Quitter les objets, pour retrouver la nature. Voilà la route que nous prenons. "Nous allons cesser de voir la nature comme une matière à exploiter pour la considérer comme une extension de nous-mêmes." La biodiversité fera partie intégrante des villes, y compris les insectes ! On en voit déjà les prémices avec les ruches et les fermes urbaines.

Si Naziha Mestaoui est si sensible à l'importance de la nature, c'est qu'elle a pris l'habitude de côtoyer une autre culture. Elle se rend régulièrement dans une société amazonienne où nature et culture ne sont pas opposées. Où on porte un grand respect aux animaux et végétaux.

Ce peuple amérindien nourrit sa réflexion : "les sociétés ancestrales sont une source d'inspiration pour notre avenir". Comme elles, mais sans retourner à leur mode de vie, "on adoptera une logique en réseau où chacun est à la fois émetteur et receveur".

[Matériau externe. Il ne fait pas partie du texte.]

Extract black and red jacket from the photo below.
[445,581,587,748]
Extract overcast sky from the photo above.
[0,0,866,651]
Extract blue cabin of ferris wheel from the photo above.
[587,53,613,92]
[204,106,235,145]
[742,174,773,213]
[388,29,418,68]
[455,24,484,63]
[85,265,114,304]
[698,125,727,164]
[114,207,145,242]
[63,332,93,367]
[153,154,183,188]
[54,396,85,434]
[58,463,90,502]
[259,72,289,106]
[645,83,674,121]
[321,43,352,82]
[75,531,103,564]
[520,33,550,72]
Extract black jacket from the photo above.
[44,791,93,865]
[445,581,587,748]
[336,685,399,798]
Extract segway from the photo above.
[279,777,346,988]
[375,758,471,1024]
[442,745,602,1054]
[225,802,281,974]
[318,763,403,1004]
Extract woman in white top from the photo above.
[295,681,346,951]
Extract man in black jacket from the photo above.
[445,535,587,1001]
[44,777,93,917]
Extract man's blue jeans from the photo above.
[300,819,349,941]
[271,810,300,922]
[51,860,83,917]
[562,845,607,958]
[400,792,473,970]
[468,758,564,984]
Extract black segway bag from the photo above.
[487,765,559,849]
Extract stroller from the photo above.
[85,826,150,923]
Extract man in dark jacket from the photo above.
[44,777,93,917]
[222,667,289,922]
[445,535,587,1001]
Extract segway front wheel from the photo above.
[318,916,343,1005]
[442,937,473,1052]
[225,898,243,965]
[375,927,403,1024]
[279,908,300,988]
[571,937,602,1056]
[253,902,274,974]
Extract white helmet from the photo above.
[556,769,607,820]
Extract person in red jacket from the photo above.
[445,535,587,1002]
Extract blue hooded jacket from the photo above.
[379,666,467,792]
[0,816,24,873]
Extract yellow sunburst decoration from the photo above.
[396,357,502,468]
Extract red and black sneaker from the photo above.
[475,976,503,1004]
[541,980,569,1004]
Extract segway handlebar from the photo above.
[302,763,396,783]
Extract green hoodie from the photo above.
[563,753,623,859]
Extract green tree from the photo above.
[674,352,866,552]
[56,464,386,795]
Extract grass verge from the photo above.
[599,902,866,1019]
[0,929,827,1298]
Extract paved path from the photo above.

Chacun produira, prêtera, rendra service. On peut alors imaginer avec elle un maillage de communautés, reliées entre elles à travers l'ensemble du territoire français.

En décentrant son regard, elle a pu discerner un avenir souhaitable aux sociétés occidentales. Un futur où l'homme ne serait plus au sommet de la pyramide, contrôlant et abusant de tout ce qu'il juge être en dessous de lui. Mais rien n'est joué. Encore faut-il qu'on s'engage sur la bonne voie.